Asciugò velocemente una lacrima che si era formata sull'angolo interno dell'occhio, "Non possiamo pretendere che tutto sia sempre perfetto. E non possiamo scegliere la famiglia in cui nascere. Però resta pur sempre la nostra famiglia, nonostante tutto. Quindi io ti capisco, Blake. Questo pianeta è la tua famiglia. Ed io spero di esserne entrata a far parte."

***

Il mattino era ormai sbocciato come fiordalisi al sole. I due giovani si erano già rivestiti e avevano fatto una colazione frettolosa e frugale sul divano del grande salotto.
"Quando ci rivedremo?" chiese impaziente Skyler, infilandosi il giubbino di pelle nera.
Quella situazione sconnessa e clandestina andava avanti dal giorno in cui si erano riavvicinati: ogni tanto lei andava da lui, più spesso lui da lei. Passavano intere nottate insieme, facendo l'amore e parlando fino a scoprirsi anche l'anima. Poi tornavano a intrecciarsi sotto alle lenzuola fino all'alba, trattenendo i respiri e i gemiti, per timore di essere sentiti.
"Fra tre giorni." rispose il balancer.
La ragazza mise in spalla lo zainetto in cuoio, "Anche la volta scorsa dicesti così... ma poi sono diventati sette i giorni."
"Tre giorni..." ribadì lui con tono rassicurante, "Te lo prometto."
Skyler annuì lentamente, fidandosi di quello sguardo premuroso, "Tre giorni." ripeté, strappandogli sotto voce una promessa.

***

Se c'era un momento in cui Blake sentiva di avere davvero in mano il potere su quella città, non era nell'istante in cui ordinava a un intero plotone di uomini armati di fare fuoco contro una banda di rivoltosi, né in quello in cui vedeva davanti a sé supplicare invano i condannati per aver salva la vita. Ma era quando percorreva i corridoi della Red Tower e i soldati in alta uniforme, che presidiavano le sale, si aggiustavano il colletto o raddrizzavano la schiena lanciando un'occhiata glaciale al compagno. Blake, allora, li osservava di sfuggita, attraversando la lunga galleria silenziosa, e ogni tanto si fermava di fronte a uno dei soldati iniziando a fissarlo dalla testa ai piedi. Non un esitazione da parte dell'uomo, no di certo. Erano ben addestrati, temprati da anni e anni di accademia d'alta specializzazione. Eppure la palpebra tradiva sempre un leggero tremolio, che si faceva più acuto se lo sguardo del balancer persisteva addosso. A Blake piaceva innescare quei sadici spettacoli, lo divertivano intimamente. Sapere di incutere timore.
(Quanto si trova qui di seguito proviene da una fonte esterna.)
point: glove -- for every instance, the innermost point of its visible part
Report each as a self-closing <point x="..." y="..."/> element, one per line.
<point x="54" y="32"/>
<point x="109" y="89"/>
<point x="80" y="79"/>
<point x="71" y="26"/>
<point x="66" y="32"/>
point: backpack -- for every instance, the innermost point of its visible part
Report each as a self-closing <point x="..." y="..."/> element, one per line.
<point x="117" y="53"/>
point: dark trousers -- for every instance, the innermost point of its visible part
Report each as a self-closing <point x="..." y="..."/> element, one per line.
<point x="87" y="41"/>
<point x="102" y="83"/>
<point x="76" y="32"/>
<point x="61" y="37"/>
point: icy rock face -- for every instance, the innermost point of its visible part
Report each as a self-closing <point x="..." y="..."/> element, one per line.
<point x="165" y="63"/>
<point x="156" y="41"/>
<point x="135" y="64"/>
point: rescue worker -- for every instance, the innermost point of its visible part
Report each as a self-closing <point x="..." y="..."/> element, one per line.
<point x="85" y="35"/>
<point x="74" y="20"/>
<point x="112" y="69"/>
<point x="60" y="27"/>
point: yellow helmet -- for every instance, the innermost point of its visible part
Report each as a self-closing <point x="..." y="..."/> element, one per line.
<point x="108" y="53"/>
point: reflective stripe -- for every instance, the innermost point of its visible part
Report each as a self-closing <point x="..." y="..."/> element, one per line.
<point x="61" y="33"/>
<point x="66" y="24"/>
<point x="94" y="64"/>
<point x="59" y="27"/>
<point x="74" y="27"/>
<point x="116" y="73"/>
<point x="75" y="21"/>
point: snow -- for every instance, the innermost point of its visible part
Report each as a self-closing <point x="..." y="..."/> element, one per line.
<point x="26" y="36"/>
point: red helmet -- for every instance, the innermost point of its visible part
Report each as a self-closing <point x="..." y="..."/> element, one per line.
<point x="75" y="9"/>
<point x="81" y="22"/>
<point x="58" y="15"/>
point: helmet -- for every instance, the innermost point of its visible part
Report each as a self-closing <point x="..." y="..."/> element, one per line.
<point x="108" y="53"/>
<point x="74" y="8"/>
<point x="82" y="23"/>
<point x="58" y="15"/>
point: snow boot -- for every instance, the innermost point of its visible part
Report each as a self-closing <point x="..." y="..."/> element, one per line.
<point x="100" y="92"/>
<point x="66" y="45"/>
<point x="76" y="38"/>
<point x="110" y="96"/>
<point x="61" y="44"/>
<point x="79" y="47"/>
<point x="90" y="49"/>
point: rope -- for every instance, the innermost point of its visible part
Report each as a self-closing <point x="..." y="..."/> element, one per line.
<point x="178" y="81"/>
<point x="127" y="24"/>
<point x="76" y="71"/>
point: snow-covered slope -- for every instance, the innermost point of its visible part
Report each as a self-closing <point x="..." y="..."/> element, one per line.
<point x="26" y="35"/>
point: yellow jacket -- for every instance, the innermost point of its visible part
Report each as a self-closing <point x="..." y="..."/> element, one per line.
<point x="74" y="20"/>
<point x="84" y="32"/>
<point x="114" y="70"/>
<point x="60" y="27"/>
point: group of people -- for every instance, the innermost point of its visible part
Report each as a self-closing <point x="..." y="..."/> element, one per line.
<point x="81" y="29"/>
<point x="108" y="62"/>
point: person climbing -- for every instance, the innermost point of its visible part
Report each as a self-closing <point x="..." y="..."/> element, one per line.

Ma, quella mattina, la sua attenzione fu catturata da altre questioni che si stavano svolgendo all'interno dell'edificio. Sentì delle voci diffondersi fino al corridoio, che attraversò lentamente fino a fermarsi davanti al portellone dell'ufficio di Mr. Peace, da cui provenivano.
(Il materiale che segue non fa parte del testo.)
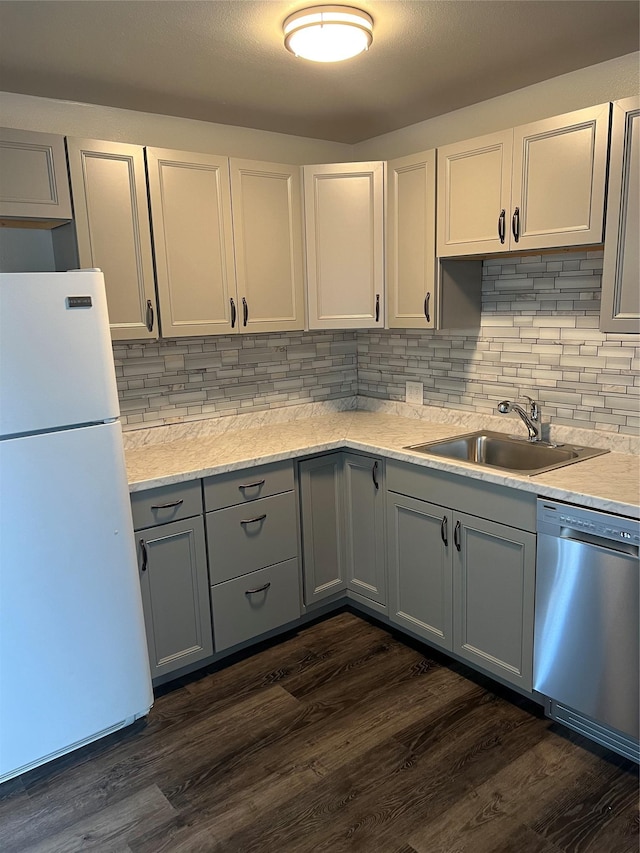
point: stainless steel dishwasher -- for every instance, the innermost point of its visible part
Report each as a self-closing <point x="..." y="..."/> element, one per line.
<point x="586" y="657"/>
"Quindi lei è arrivato fin qui per chiedermi cosa?!" diceva con tono alto e adirato lui.
"La città è in tumulto, signore. Sono mesi che non riceviamo provvigioni né visite. I cittadini iniziano a pensare che a lei importi solo di Osmium City." replicò con fermezza la voce di un uomo che Blake non riuscì a collegare a nessuno dei generali della Red Tower.
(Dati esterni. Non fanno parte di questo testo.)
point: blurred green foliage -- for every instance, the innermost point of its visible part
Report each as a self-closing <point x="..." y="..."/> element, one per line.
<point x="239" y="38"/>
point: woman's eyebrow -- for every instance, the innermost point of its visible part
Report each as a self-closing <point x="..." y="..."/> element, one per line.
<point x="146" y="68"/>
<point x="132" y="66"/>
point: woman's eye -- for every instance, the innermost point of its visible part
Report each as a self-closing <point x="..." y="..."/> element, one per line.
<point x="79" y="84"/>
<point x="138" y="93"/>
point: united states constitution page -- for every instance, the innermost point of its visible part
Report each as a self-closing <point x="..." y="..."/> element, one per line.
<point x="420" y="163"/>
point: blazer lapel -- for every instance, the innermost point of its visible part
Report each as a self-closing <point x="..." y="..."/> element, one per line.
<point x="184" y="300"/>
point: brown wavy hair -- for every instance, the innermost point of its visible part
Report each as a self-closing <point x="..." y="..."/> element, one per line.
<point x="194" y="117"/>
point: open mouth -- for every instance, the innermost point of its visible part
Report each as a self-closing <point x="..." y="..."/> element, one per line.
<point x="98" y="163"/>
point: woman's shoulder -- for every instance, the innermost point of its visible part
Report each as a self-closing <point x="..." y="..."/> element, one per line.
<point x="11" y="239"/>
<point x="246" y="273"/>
"ED È COSÌ, MALEDIZIONE!" sbottò Mr. Peace, "Quella città non ha futuro, colonnello Benson. Non potrà mai aspirare al livello di benessere e civiltà che questa metropoli ha costruito con rigore e sacrificio."
"Ma non per questo merita di essere dimenticata." rispose l'uomo, "Ascolti, signore. Sappiamo entrambi perché quella città esiste. È una risorsa energetica fondamentale per Osmium, nonché il principale centro sperimentale. Se Para..." si bloccò, "Se la città entrerà in anarchia, trascinerà con sé anche Osmium City. E sarà la fine per questo governo."
"Parabellum..." disse tra sé e sé il ragazzo, un attimo prima che il portellone si aprisse proprio davanti a lui.
"Blake..." disse compiaciuto Mr. Peace, "Non è necessario continuare ad origliare in corridoio. Entra pure e dacci il tuo prezioso parere. Voglio che il colonnello conosca in carne e ossa il futuro di questa gloriosa città."